I dalemiani però restano sospettosi. Sanno che il segretario è assediato dalla minoranza interna, guidata dal capogruppo alla Camera Dario Franceschini, che spinge perché Bersani si smarchi dal colui che fu il suo principale sponsor, e apra a un governo più «collegiale» del partito e a una revisione della linea fin qui seguita: niente ammiccamenti e niente «dialogo» col centrodestra, meno inciuci con Pier Ferdinando Casini, opposizione più baldanzosa e sanamente anti-berlusconiana. Altrimenti sono pronti a quella sorda guerriglia interna che ha logorato già schiere di segretari, e - soprattutto se le regionali non andassero più che bene per il Pd - potrebbe logorare anche lui. Bersani che farà?
Così, nell’ala del partito più vicina a D’Alema, non è stata registrato con grande entusiasmo il duetto di Bersani ieri con Tonino Di Pietro. Prima un incontro tête à tête, poi una conferenza stampa congiunta per annunciare l’alleanza in 11 regioni su 13.
«Un’alleanza che ha una base solida, non solo per i rapporti fra di noi», si è slanciato Bersani. Basata su«comuni convinzioni politiche» e sull’esigenza che si lavori per coalizioni larghe, democratiche e competitive con il centrodestra». Le regionali sono una prima tappa «verso la costruzione di un’alternativa da offrire agli italiani». Di Pietro conferma: «Non possiamo lasciare il Paese a un governo che illude i cittadini, che toglie agli onesti per dare ai disonesti. Sentiamo il dovere di passare all’alternativa, insieme a chi capisce che non possiamo tornare a un regime piduista».
Un nuovo idillio, insomma, con Di Pietro che evita qualsiasi polemica e rassicura il Pd: non farà fretta là dove candidati e coalizioni non sono ancora definiti, «rispettiamo il processo di decisione del Pd», dice flautato.
Nessuna novità politica: l’alleanza con Di Pietro per le regionali era sempre stata data per scontata: è necessaria al Pd se vuole riuscire a centrare l’obiettivo di conservare almeno 7 regioni.
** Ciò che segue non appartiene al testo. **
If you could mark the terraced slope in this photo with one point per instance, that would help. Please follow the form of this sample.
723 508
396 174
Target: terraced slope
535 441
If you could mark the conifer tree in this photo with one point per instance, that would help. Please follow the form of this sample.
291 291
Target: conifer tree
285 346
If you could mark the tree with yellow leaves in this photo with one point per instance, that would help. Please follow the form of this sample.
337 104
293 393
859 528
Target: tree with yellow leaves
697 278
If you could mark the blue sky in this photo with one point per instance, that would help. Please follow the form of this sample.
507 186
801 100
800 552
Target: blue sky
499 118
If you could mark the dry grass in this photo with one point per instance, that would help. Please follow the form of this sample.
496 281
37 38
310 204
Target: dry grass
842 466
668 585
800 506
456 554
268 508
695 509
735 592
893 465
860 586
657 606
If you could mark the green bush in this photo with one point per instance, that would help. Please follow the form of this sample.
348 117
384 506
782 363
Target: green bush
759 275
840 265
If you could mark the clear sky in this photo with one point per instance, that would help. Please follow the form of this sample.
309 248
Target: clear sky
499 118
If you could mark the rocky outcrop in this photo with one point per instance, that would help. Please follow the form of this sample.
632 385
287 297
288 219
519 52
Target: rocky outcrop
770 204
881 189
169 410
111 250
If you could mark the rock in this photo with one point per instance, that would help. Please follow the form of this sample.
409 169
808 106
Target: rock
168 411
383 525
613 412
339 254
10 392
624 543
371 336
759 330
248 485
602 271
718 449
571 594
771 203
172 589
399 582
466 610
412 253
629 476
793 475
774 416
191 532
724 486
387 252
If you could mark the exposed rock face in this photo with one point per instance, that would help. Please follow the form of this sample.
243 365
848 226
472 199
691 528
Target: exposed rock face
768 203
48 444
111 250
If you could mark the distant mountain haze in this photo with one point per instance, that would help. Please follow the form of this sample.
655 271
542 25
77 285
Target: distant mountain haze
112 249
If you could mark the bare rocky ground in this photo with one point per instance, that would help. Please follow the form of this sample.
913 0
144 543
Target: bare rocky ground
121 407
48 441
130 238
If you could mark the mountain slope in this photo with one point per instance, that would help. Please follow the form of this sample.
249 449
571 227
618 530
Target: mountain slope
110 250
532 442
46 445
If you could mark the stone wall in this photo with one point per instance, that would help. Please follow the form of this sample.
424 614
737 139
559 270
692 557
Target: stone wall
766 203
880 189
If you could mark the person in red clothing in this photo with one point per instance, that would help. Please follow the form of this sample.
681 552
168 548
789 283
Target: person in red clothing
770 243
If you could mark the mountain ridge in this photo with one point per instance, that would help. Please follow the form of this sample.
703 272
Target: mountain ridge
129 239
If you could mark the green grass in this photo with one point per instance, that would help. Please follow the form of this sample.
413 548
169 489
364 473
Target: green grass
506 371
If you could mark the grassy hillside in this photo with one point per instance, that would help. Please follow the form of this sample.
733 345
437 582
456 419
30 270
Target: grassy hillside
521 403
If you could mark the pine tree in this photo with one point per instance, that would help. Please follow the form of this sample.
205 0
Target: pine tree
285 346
Ma anche l’Italia dei valori ne ha bisogno se vuol riuscire a conquistare un po’ di poltrone per i suoi. I toni amichevoli però hanno insospettito qualcuno nel Pd, e hanno scatenato un immediato coro di attacchi dal centrodestra: «Le flebili speranze suscitate da Bersani sono svanite», rimpiange Sandro Bondi. «Bersani riscopre i toni dello scontro frontale e ricostituisce il fronte popolare con Di Pietro, per di più andandogli dietro», tuona Fabrizio Cicchitto. Ma anche un alleato del centrosinistra come il segretario del Psi, Riccardo Nencini, non apprezza per nulla: «La linea di Di Pietro è la miglior polizza elettorale che Berlusconi possa mai desiderare».


Intanto Bersani è alle prese con gli scontri interni che impediscono di chiudere le liste in tre regioni: Umbria (dove i veltroniani reclamano le primarie e non accettano candidati di mediazione), Campania (anche lì si sarà costretti a primarie fratricide tra Vincenzo De Luca e il candidato del suo avversario Bassolino) e Calabria, dove Agazio Loiero ha mandato all’aria l’intesa con l’Udc e vuole essere ricandidato.